Comment avoir confiance en soi ?


Comment avoir confiance en soi ? 
Sans doute la question la plus posée sur Google – nan j’déconne c’est comment devenir riche. 
Dans cet article je vais vous parler de moi, de la confiance que l’on recherche tant et surtout, comment l’atteindre d’après ma propre expérience. 

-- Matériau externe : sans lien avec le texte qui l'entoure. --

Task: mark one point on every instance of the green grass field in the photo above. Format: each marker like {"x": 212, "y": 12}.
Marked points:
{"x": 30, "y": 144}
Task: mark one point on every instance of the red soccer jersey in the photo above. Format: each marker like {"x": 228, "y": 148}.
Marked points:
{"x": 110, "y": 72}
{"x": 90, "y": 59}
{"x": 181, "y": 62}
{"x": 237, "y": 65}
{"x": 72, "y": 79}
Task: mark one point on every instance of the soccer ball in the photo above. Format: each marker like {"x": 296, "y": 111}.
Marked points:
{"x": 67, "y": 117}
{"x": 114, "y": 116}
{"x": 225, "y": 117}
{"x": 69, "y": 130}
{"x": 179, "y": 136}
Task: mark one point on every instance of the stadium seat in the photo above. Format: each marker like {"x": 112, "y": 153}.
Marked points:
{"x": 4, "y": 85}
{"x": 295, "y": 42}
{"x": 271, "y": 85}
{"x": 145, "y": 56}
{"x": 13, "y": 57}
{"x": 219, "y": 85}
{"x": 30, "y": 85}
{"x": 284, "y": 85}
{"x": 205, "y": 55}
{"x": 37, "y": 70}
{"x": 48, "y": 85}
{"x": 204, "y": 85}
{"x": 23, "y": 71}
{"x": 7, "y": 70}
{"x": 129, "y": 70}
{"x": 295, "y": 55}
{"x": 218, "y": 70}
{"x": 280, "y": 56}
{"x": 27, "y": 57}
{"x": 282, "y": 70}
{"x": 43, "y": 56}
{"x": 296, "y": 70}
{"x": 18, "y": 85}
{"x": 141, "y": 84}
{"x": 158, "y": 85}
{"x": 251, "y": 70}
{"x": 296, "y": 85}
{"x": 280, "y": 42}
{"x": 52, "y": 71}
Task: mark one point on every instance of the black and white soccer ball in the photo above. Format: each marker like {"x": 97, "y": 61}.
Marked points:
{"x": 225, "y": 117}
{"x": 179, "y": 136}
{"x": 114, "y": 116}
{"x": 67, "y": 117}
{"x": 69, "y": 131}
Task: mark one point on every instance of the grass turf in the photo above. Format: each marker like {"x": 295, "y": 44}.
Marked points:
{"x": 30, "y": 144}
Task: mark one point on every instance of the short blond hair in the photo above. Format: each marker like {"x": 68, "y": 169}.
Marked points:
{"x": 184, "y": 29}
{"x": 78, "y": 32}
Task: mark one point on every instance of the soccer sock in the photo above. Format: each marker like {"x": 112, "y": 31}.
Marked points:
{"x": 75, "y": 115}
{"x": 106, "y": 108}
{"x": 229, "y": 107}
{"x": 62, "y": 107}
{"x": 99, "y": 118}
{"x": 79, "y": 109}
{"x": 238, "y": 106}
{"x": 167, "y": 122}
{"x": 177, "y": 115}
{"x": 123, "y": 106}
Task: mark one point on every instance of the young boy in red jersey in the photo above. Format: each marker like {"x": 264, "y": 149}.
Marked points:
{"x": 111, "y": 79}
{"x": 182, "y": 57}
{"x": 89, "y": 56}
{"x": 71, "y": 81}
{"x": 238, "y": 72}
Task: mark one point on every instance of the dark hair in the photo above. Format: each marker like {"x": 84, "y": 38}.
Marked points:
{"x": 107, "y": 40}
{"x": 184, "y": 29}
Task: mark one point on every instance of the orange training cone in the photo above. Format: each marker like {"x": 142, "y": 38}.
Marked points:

Nous sommes conditionnés par notre environnement, plus particulièrement familialPersonnellement, si on devait utiliser le cas des cinq blessures de l’enfance :
  • trahison
  • rejet
  • humiliation
  • abandon et injustice
je dirais sans hésiter que ma blessure à moi fut l’humiliation.

Pour un enfant, voire même un adolescent, certaines réflexions peuvent avoir des conséquences importantes. Pour ma part, ça a commencé par des dénigrations familiales incessantes qui ont suivi par de la violence physique et morale. De la torture psychologique qui a duré des années. 
Quand tu subis ces violences, que même tes parents ne te protègent pas ou pire, détournent les yeux, tu penses que c’est là ta place, celle de la victime. On vit avec nos blessures, on choisit d’avancer ou bien de rester bloqué, roulé en boule sur le sol à atteindre un « mieux », un miracle qui se produirait et changerait ta vie terne et noire en un gigantesque arc-en-ciel. 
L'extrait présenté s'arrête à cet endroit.